Lightning Sparks 50 New Fires

An estimated 50 fires have been reported following thunderstorms that passed though the Oregon Department of Forestry Southwest Oregon District on Sunday afternoon.

Firefighters, dispatchers and detection specialists worked through the night to locate and extinguish fires. Approximately 50 fires were reported from Sunday afternoon into Monday morning; of those, 35 fires were confirmed as active. Of those 35, 20 have been put out, and 15 are in various stages of response; the majority are 100% lined and are currently in mop-up operations.

Private contract resources have been brought on to bolster firefighters, tree fallers and water tenders on active fires. This will also free up our district resources to respond to new fire starts as they are discovered throughout the day.

On the Medford unit, the two largest fires are both estimated to be 3.5 acres each. The North Fork Anderson Creek Fire, located on Anderson Butte outside of Talent is 100% lined and 5% contained. The Buck Rock Fire, located 5 miles north of Trail, is 30% lined and 5% contained. On the Grants Pass unit, the largest fire our resources responded to is the Bear Camp Road Fire; it’s estimated to be 4-5 acres. This fire is burning on U.S. Forest Service Rogue River-Siskiyou National Forest land, however, ODF responded as mutual aid due to close proximity to our protected area. The second largest incident in Josephine County is the Placer Road Fire located southwest of King Mountain at 1.5 acres. It is 100% lined and mopped up at this time. In the same area, the Oxyoke Fire near Hugo was extinguished as well; it was caught by ODF and Rural Metro Fire resources overnight at just over half an acre. This is the only fire that was burning near homes.

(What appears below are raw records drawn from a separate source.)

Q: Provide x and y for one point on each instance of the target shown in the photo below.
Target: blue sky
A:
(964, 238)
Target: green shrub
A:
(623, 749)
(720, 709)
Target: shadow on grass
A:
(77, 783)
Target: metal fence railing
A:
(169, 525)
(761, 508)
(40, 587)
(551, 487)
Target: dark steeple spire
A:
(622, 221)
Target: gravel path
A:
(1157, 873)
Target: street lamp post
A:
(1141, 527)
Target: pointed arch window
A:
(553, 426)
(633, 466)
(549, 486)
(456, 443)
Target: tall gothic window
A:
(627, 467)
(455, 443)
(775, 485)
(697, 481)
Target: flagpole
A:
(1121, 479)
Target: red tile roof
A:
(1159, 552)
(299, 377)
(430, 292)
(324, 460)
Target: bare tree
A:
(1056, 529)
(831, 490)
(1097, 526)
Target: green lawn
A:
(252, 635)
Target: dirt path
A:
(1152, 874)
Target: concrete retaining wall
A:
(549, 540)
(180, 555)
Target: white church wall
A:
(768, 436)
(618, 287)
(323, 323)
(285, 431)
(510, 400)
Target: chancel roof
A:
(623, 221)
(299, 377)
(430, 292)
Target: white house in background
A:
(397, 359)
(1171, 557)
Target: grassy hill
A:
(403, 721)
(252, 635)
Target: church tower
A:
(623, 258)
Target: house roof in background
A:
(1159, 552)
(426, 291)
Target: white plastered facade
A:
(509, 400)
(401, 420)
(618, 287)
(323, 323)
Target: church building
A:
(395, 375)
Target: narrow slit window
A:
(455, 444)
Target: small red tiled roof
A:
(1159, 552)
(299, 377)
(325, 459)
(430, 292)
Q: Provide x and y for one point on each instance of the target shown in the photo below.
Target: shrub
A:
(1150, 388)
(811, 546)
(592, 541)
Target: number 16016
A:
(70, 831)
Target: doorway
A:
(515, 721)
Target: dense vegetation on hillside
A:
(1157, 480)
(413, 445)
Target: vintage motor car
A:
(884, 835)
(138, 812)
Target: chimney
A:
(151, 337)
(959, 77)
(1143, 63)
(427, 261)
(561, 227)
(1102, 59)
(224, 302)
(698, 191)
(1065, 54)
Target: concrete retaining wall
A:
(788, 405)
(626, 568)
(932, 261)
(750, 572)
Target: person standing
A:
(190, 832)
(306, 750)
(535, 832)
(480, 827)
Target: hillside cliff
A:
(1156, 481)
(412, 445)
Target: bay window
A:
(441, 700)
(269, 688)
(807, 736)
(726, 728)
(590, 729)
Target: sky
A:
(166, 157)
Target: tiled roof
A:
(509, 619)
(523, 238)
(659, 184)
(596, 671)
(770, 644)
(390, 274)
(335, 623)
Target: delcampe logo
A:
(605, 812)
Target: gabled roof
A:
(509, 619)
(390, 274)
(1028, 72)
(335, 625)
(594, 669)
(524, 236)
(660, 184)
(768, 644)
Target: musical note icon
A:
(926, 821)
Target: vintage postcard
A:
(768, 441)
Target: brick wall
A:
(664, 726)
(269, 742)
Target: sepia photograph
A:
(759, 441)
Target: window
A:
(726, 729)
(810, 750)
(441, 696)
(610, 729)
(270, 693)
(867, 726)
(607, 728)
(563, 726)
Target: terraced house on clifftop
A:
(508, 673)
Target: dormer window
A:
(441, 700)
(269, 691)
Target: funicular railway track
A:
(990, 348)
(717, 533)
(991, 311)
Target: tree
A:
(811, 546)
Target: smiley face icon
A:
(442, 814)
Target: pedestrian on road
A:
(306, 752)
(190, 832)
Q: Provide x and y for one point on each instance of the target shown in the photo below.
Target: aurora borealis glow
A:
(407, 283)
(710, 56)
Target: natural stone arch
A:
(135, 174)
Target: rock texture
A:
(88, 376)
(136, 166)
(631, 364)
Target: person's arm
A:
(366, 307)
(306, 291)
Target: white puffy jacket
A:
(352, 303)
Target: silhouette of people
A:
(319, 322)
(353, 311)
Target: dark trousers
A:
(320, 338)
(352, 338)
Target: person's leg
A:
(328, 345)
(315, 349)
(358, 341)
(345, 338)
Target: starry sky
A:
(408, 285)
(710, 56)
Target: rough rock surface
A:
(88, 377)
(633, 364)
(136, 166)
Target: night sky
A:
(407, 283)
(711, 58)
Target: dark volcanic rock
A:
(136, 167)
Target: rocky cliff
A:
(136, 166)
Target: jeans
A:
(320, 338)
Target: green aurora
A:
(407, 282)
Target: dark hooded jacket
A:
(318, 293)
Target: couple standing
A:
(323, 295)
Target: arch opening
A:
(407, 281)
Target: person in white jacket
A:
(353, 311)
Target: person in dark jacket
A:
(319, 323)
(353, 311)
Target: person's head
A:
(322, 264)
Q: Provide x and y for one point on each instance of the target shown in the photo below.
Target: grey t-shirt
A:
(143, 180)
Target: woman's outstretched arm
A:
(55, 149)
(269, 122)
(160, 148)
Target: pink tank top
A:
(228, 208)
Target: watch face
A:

At this time, there are currently no homes threatened, despite the large amount of fires burning on the landscape. A reconnaissance flight was sent out at 8:30 a.m. to fly over current incidents and look for new reports of smoke; new fires will likely emerge throughout the day as temperatures heat up. Residents in areas where lightning struck should report any smoke by calling 9-1-1.